Best when heavily spotted or mostly brown. They’ll mash easily and have concentrated sweetness that improves flavor and color.
Can I make this in a muffin tin?
Yes. Fill muffin cups about 2/3 full and bake at 350°F for 18–22 minutes. Keep an eye on them; they’ll finish sooner than a loaf.
What if my loaf is still wet in the center after 70 minutes?
Ovens vary. If the top is browned but center is underdone, lower the oven temperature to 325°F and continue baking, tented with foil, until a toothpick comes out clean. Avoid increasing temperature; that browns the outside before the inside cooks.
Can I use oil instead of butter?
Yes. Use a neutral oil (canola or vegetable) and reduce quantity to about 1/3 cup. The crumb will be slightly denser but still moist.
How long will this bread stay moist?
Stored properly at room temperature, it stays moist for about 2–3 days. Refrigeration extends life to about a week but changes the texture slightly.

Moist Banana Bread
Ingredients
Method
- Preheat the oven to 350°F (175°C).
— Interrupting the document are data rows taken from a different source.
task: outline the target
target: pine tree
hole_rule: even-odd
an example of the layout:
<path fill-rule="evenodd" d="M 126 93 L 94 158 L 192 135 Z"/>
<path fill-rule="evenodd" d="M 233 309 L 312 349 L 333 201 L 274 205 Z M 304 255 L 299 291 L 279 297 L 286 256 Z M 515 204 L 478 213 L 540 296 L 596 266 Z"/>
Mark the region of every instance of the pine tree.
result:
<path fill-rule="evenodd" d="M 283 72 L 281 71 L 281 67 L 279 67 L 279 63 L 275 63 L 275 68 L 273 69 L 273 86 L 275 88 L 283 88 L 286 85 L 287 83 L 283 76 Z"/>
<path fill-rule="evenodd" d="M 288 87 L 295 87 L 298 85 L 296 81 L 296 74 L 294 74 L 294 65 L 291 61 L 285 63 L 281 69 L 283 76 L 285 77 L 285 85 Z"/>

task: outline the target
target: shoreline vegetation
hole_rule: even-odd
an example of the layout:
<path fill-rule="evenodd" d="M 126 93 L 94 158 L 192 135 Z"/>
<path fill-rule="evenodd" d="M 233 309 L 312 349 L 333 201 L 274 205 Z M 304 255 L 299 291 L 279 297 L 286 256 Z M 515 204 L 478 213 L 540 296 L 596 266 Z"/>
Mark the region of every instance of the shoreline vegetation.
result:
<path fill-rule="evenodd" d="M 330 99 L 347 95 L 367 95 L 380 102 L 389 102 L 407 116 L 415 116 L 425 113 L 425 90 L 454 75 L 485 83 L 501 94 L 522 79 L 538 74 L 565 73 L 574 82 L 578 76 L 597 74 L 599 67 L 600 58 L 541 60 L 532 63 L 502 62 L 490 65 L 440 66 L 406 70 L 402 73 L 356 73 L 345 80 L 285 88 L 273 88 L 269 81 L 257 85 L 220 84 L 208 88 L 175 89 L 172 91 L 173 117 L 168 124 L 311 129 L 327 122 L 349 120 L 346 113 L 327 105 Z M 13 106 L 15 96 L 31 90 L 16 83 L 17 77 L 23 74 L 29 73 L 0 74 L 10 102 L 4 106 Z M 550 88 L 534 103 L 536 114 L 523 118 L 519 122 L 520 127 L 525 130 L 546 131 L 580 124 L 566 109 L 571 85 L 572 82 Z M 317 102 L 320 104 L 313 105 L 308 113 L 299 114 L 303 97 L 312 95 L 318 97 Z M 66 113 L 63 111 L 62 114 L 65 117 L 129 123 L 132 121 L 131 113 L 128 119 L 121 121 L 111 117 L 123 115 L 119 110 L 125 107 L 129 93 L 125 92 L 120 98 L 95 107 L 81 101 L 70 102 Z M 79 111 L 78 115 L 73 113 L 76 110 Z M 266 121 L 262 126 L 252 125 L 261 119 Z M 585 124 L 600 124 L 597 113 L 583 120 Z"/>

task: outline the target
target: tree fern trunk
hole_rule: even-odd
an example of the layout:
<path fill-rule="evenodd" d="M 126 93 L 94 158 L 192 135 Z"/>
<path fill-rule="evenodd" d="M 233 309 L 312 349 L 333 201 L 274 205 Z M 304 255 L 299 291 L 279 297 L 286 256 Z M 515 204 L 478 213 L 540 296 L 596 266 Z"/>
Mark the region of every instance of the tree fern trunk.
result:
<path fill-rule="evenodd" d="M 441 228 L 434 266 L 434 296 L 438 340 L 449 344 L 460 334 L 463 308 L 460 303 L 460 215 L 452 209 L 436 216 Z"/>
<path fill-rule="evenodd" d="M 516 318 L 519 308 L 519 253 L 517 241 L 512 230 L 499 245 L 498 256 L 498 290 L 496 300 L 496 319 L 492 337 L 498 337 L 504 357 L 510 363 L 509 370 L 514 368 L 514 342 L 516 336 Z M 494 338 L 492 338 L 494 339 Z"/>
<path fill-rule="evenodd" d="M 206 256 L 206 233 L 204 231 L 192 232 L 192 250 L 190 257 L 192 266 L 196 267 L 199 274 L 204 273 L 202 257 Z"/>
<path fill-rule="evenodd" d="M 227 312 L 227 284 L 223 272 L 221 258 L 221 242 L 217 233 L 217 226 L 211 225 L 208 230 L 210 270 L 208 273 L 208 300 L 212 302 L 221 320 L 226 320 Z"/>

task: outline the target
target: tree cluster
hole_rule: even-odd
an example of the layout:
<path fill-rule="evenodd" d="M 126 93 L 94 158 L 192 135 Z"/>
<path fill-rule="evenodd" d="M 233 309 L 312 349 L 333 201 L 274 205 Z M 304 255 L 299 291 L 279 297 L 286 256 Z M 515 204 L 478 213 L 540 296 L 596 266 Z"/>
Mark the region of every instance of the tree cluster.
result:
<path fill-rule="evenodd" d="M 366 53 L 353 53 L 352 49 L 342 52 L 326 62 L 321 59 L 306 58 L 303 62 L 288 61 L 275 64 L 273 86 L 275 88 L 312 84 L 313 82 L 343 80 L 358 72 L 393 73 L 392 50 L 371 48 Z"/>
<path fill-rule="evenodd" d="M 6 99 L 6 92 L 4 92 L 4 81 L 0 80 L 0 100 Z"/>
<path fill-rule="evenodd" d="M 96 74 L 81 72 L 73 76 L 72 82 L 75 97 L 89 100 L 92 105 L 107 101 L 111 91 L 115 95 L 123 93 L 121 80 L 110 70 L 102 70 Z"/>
Grease and lightly flour a 9×5-inch loaf pan.
- In a large bowl, beat the softened butter and sugar until the mixture is pale and fluffy.
- Add the eggs one at a time, mixing well after each addition.
- Stir in the mashed bananas, sour cream, and vanilla until evenly combined.
- In a separate bowl, whisk together the flour, baking soda, and salt.
- Add the dry ingredients to the wet mixture in two additions, folding gently until just combined. Do not overmix.
- Fold in the chopped nuts if using.
- Pour the batter into the prepared loaf pan and smooth the top.
- Bake for 60–70 minutes, starting to check at 55 minutes with a toothpick inserted in the center. It should come out clean or with a few moist crumbs.
- Cool the loaf in the pan for 10 minutes, then transfer to a wire rack to cool completely before slicing.